JÜRGEN UDOLPH (Leipzig) befasste sich zum Abschluss der ersten Sektion mit der „Geschichte Schleswig-Holsteins aus namenkundlicher Sicht“. Nach einer einleitenden Übersicht über Forschungsgeschichte und -stand sowie aktuelle Trends der Ortsnamenkunde, stellte der Referent in einem weit gefassten Vortrag die Siedlungsgeschichte Schleswig-Holsteins anhand der Untersuchung von Orts- und Flurnamen vor.
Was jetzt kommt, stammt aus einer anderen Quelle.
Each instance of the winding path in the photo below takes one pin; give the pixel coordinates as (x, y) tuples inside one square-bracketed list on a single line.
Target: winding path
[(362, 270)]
Als Spiegel der Besiedlungsgeschichte einzelner Orte und größerer Regionen ließen diese Rückschlüsse auf die Siedlungsgebiete verschiedener Gruppen zu. So reflektierten etwa die vorherigen Namen des Tagungsortes Oldenburg, Bramnes (altsächsisch / westgermanisch) und Starigard („Alte Burg“, slawisch) die vorchristlichen Besiedlungsphasen des Ortes. Auch Wanderungsbewegungen innerhalb und außerhalb einer Sprachgemeinschaft ließen sich über die Ortsnamen nachvollziehen, wie der Referent anhand von Ortsnamen mit südslawischem Einfluss im Untersuchungsgebiet veranschaulichte. Udolph verwies ferner auf das Phänomen der deutsch-slawischen Mischtoponyme in der Region, welches erst seit jüngerer Zeit intensiver im Fokus der Forschung steht. Diese seien ein Zeichen für engen räumlichen Kontakt zwischen deutsch-und slawischsprachigen Gruppen – das Bild eines Limes Saxoniae als starr verlaufende Grenze zwischen beiden ethnischen Gruppen müsse demnach hinterfragt werden.
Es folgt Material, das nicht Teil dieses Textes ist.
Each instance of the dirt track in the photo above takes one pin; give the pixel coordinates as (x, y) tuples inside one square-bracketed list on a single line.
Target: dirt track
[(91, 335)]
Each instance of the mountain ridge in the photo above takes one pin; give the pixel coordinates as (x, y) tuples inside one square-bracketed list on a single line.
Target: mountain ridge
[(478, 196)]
LUDWIG STEINDORFF (Kiel) eröffnete die zweite Tagungssektion (Geschichtswissenschaft) mit einem Vortrag über das Slawenbild Helmolds von Bosau in dessen Chronica Slavorum. Die Slawen seien in der Auffassung Helmolds deutlich die „Anderen“, der – bei Helmold allerdings nicht direkt erwähnte – Limes Saxoniae sei als Siedlungsgrenze zwischen ethnischen Gruppen im Text durchgehend wirksam und spürbar, jedoch nicht hermetisch geschlossen. Unter dem Eindruck schriftlicher und mündlicher Überlieferungen und der Reproduktion eigener Vorurteile zeichne Helmold zunächst ein negatives Bild der Slawen, das von Übertreibungen und drastischen Beschreibungen geprägt sei. Mit der zunehmenden Verarbeitung eigener Erfahrungen im Grenzgebiet verändere sich dieses Bild im weiteren Verlauf des Werkes zu einer differenzierteren und empathischeren Darstellung. Die Bewertung bleibe insgesamt jedoch ambivalent und schwanke zwischen der bewussten Abgrenzung von den ethnisch Fremden und der Annäherung an mögliche Mitchristen. Steindorff betonte zudem, dass die von Helmold schlussendlich als Erfolgsgeschichte geschilderte Christianisierung gleichermaßen eine Verlustgeschichte auf slawischer Seite gewesen sei. Demnach hätten Verdrängung, Identitätsverlust und Assimilation – anders als etwa im Fall von Polen – die Konsolidierung eines eigenen Reiches verhindert.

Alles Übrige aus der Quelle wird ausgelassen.